In Sweden, when a patient suffers avoidable injury, whether through gross negligence, such as a botched surgery, or through a more understandable but avoidable mistake, such as a misdiagnosis or medication error, the patient–usually with help from the doctor’s office–fills out a form requesting compensation. That request, along with relevant doctor and hospital staff reports, gets reviewed by an adjuster who decides whether the injury might have been avoided had treatment differed. If the claim passes that hurdle, a panel of legal and medical experts considers it. If the panel decides the injury rose from avoidable error, the patient is compensated. The award varies according to the nature of injury, the degree and duration of the patient’s disability, the expenses incurred, and other factors; it may also include compensation for pain and suffering. The entire process usually takes less than six months. Patients who feel unfairly denied or undercompensated can appeal, but they cannot sue. The system is funded by premiums charged to regional organizations of medical facilities and physicians. These premiums are substantially lower and more stable than malpractice premiums in a tort system.

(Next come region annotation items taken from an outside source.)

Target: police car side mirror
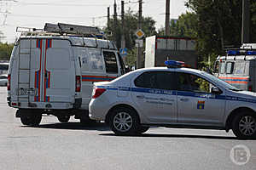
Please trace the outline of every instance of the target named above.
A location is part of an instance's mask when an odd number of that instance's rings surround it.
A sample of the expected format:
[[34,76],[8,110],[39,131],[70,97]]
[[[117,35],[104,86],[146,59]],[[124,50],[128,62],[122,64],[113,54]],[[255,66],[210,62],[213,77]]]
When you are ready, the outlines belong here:
[[213,86],[211,88],[211,92],[212,92],[212,94],[222,94],[222,91],[218,88],[217,88],[215,86]]

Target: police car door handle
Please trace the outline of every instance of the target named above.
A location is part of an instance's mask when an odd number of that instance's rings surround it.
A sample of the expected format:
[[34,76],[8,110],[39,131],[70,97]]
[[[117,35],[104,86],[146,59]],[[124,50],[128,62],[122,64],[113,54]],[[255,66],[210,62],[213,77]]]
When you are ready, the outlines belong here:
[[189,99],[187,99],[187,98],[183,98],[183,99],[180,99],[180,100],[181,100],[181,101],[184,101],[184,102],[186,102],[186,101],[189,101]]
[[143,99],[144,95],[137,95],[136,97],[138,98],[138,99]]

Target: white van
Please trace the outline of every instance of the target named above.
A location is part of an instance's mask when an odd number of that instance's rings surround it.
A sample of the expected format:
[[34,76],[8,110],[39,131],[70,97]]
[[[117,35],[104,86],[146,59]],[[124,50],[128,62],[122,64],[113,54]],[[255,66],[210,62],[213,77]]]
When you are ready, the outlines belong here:
[[84,37],[93,28],[46,24],[42,32],[21,34],[11,54],[7,99],[22,124],[38,125],[42,114],[61,122],[73,115],[87,121],[93,82],[125,73],[112,42]]
[[0,75],[7,74],[9,70],[9,61],[0,60]]

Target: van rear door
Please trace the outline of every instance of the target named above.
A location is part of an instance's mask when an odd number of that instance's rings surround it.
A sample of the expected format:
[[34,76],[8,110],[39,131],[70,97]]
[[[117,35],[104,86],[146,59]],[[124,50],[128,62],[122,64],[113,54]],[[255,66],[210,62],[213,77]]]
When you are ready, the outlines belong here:
[[[74,60],[70,42],[59,39],[20,39],[18,100],[37,103],[73,103]],[[53,108],[54,109],[54,108]]]

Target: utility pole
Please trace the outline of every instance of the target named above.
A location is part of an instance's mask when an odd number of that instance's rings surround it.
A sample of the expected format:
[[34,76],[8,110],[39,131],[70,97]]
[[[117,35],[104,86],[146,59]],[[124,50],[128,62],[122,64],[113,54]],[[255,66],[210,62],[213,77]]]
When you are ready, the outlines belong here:
[[121,17],[122,17],[122,37],[121,37],[121,48],[124,49],[125,48],[125,2],[121,1]]
[[250,0],[242,0],[241,44],[250,42]]
[[108,25],[108,29],[109,29],[109,26],[110,26],[110,8],[109,7],[108,7],[108,23],[107,23],[107,25]]
[[[138,24],[137,28],[142,29],[142,18],[143,18],[143,0],[139,0],[139,11],[138,11]],[[137,44],[137,69],[143,67],[143,50],[139,44]]]
[[[116,0],[114,0],[114,3],[113,3],[113,25],[114,26],[117,27],[117,10],[116,10]],[[116,31],[113,31],[113,36],[114,36],[114,42],[115,42],[115,44],[116,46],[118,47],[118,35],[117,35],[117,32]]]
[[165,35],[170,36],[170,0],[166,0],[166,30]]

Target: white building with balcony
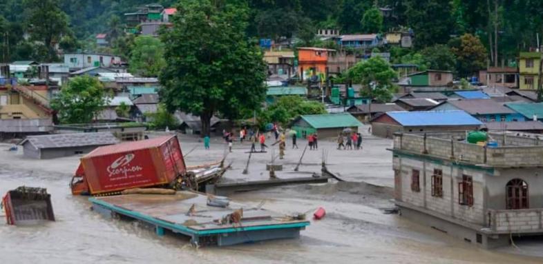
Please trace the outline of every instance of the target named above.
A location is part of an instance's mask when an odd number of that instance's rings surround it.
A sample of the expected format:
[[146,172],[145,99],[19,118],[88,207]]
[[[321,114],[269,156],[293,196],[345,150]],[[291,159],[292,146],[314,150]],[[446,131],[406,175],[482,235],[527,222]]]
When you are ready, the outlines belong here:
[[394,199],[401,216],[491,248],[543,234],[543,141],[493,134],[497,146],[466,132],[397,133]]

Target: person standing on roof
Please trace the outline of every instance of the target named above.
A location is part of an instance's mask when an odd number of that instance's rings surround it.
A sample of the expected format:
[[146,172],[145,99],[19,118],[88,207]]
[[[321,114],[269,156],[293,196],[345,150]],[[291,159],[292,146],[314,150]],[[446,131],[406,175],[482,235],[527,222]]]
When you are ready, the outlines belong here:
[[260,135],[260,152],[263,152],[265,150],[266,148],[266,136],[264,136],[264,134]]
[[298,145],[296,145],[296,138],[297,137],[298,137],[298,135],[296,135],[296,133],[292,134],[292,149],[293,150],[294,149],[294,148],[298,148]]
[[204,136],[204,148],[206,150],[209,150],[209,135],[206,135],[205,136]]

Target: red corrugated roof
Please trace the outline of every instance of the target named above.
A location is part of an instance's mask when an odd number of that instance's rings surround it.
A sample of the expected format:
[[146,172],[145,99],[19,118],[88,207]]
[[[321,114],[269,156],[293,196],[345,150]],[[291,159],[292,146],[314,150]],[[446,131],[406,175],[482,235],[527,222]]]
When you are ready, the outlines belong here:
[[166,8],[166,9],[164,10],[164,14],[169,14],[169,14],[175,14],[176,12],[178,12],[177,8]]
[[140,141],[125,142],[120,144],[99,147],[85,155],[83,159],[158,147],[174,136],[164,136]]

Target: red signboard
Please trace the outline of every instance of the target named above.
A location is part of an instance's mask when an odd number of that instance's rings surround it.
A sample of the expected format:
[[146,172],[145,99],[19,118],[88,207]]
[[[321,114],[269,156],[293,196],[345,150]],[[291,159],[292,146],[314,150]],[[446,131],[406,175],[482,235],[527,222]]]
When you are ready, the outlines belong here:
[[167,184],[185,172],[175,136],[102,147],[81,162],[91,194]]

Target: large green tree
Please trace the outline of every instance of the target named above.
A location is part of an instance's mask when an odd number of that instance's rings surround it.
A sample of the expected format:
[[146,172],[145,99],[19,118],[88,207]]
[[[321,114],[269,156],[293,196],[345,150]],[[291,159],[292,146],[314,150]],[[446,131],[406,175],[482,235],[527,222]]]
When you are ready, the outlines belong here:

One of the nicest things about no-fault is that it decreases acrimony and antipathy between doctors and patients. By openly acknowledging that sometimes things don’t go well, it encourages a cooperative, compensatory response to error and injury, in which doctor and patient continue to work together toward better patient health. This would improve greatly on the fear that now distances doctor from patient when anything goes amiss.
Would it cut costs? It would almost certainly reduce the billions spend on defensive medicine. On the other hand, it would generate more claims than our present system — indeed, compensating more of the injured is part of the point.
The system would save money, however, by eliminating punitive damages and legal costs. The legal and administrative costs of our present system (lawyers’ fees, court costs, paid experts) account for 60 percent of the estimated $24 billion the malpractice system consumes each year. A no-fault system would cut that to 20 percent or 30 percent, roughly doubling the money available for the injured.
Would those savings cover the increase in claims? That would depend on eligibility thresholds. If the United States used Sweden’s eligibility guidelines, which cover any missed work or extra hospitalization, it would cause the total amount we spend on medical injury to rise 30 percent to 100 percent, increasing total health-care costs between 1 percent and 2 percent. Studdert and Brennan, however, calculate that a no-fault system using a qualification threshold of an extra 10 days of hospitalization and/or 30 days of missed work would create costs roughly equal to those of our present system. When they applied these standards to all medical injuries and malpractice suits settled in Colorado and Utah in 1992, they indeed found more people would be compensated and at a lower cost. (Click here to read more about their findings.)
Far as I know, none of the current healthcare reform proposals steer us in this direction. It’s too bad, for this is a good opportunity to help make a no-fault system possible. This would have to be done at the state level. (My article discusses proposed systems for doing so.) But a healthcare reform bill could do a lot to make it easier for states to do that.